In 2005, he joined MetroPCS and was promoted to chief counsel in 2013 when T-Mobile acquired the prepaid wireless service in a $1.5 billion transaction.
“In the four years since the T-Mobile deal, MetroPCS has more than doubled our customers, more than doubled the number of our retail locations and the number of markets we serve has gone from 17 to 84,” he said. “The job has grown because the company has grown.”
Luna leads a legal team of three in-house lawyers and three outside counsel who basically work full time for MetroPCS.
Diversity plays a significant factor in his decision to hire outside counsel, he says.

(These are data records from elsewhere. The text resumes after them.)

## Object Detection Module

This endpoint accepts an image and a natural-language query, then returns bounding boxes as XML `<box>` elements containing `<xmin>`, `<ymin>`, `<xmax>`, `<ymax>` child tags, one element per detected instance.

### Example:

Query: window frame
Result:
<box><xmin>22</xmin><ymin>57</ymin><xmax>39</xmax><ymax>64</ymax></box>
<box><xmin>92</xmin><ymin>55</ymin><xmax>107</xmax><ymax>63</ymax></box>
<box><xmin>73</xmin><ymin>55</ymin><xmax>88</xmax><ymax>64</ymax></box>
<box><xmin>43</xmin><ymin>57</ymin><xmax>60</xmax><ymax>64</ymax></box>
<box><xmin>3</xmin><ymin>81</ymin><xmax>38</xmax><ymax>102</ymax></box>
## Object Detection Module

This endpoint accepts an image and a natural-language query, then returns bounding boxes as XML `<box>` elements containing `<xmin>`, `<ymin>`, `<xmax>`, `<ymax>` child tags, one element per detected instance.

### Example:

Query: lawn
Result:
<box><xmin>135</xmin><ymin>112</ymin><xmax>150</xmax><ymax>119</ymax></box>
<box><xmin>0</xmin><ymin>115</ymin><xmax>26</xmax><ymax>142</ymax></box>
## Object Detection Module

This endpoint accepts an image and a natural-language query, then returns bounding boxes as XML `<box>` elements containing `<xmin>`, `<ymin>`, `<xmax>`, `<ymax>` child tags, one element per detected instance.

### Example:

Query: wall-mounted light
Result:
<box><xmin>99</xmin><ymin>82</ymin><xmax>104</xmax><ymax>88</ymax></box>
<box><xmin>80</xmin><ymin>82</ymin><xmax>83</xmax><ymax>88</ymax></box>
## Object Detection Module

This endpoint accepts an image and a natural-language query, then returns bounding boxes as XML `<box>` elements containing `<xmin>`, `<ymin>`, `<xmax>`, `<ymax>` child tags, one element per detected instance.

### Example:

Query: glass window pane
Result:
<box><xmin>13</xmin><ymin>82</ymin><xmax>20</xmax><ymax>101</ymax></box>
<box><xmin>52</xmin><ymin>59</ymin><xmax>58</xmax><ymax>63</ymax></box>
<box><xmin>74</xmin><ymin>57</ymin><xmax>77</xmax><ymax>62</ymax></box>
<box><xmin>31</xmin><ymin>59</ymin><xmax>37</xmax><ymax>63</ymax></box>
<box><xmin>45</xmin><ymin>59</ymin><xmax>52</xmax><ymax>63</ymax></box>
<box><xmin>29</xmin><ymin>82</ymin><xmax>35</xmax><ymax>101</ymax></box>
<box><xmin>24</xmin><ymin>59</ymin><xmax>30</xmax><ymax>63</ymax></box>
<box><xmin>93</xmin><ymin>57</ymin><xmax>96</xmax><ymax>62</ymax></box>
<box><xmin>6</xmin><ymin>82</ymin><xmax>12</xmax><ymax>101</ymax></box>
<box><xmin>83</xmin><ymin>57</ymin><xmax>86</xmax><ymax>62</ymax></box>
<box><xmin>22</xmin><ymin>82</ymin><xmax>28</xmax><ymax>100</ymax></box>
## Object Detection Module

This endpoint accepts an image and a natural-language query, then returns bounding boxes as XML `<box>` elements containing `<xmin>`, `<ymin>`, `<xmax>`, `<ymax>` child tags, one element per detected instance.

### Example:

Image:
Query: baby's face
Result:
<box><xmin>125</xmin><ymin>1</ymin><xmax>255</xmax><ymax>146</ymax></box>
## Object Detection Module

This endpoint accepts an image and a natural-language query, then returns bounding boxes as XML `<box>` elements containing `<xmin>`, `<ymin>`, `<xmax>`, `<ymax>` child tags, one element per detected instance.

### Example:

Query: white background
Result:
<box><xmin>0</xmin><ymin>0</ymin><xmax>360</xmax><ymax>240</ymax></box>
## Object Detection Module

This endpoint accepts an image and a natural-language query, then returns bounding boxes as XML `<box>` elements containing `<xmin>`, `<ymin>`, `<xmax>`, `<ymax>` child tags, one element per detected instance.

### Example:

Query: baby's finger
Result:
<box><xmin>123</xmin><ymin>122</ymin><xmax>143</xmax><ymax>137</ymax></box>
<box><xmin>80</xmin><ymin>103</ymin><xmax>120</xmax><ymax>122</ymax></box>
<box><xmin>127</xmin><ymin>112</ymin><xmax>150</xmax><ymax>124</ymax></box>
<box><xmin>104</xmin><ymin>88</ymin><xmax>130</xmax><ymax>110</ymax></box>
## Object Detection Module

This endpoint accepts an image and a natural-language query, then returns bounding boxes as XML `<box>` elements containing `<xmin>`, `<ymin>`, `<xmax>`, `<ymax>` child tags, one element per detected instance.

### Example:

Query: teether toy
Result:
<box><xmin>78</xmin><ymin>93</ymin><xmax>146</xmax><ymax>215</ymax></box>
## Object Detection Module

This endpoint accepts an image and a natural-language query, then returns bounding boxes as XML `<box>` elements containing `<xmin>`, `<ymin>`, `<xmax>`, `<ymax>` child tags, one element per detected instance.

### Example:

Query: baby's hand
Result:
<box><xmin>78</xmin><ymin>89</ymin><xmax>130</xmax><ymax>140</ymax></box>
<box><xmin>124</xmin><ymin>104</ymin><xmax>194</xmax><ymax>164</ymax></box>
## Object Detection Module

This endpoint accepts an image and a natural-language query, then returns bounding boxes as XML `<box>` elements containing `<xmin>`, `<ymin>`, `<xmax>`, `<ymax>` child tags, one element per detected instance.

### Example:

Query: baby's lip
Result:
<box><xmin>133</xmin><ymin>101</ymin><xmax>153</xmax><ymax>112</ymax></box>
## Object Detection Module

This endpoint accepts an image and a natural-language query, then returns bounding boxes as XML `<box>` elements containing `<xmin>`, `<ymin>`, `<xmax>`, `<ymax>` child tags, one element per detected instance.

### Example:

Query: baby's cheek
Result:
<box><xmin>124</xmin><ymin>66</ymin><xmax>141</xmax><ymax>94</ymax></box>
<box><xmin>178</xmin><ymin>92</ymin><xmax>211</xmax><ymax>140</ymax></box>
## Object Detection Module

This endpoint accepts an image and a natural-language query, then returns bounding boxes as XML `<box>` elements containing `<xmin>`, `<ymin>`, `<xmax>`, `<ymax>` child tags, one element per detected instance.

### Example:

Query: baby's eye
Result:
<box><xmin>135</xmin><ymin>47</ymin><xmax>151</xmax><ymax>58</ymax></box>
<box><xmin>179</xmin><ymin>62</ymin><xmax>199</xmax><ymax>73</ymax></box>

“Law firm diversity initiatives are great, but many law firm leaders have mastered the talk but do not walk the walk,” he says. “The aggregate number of minority lawyers has gotten a little better, but the percentage of lawyers of color has not improved.
“In fact, we have actually seen a regression in recent years.”
Luna is actively involved in several community efforts aimed to increase diversity with a focus on populating the pipeline. He serves on the MetroPCS Legal Diversity Task Force and is a member of the company’s Corporate Responsibility Advisory Council. He also is a senior leader of the Dallas Hispanic Law Foundation and aggressively raises funds for minority scholarships.
Nor is Luna shy about using his leadership position at MetroPCS to promote diversity. He says he has stopped using law firms that do not take diversity seriously.
“Corporate legal departments need to hold accountable the law firms they hire,” he says. “I’m a firm believer that we need to use carrots and sticks to push law firms to be more aggressive about diversity.
“My mother used to say that ‘we should be givers, not takers.’ That was right back then and it is right today,” he says.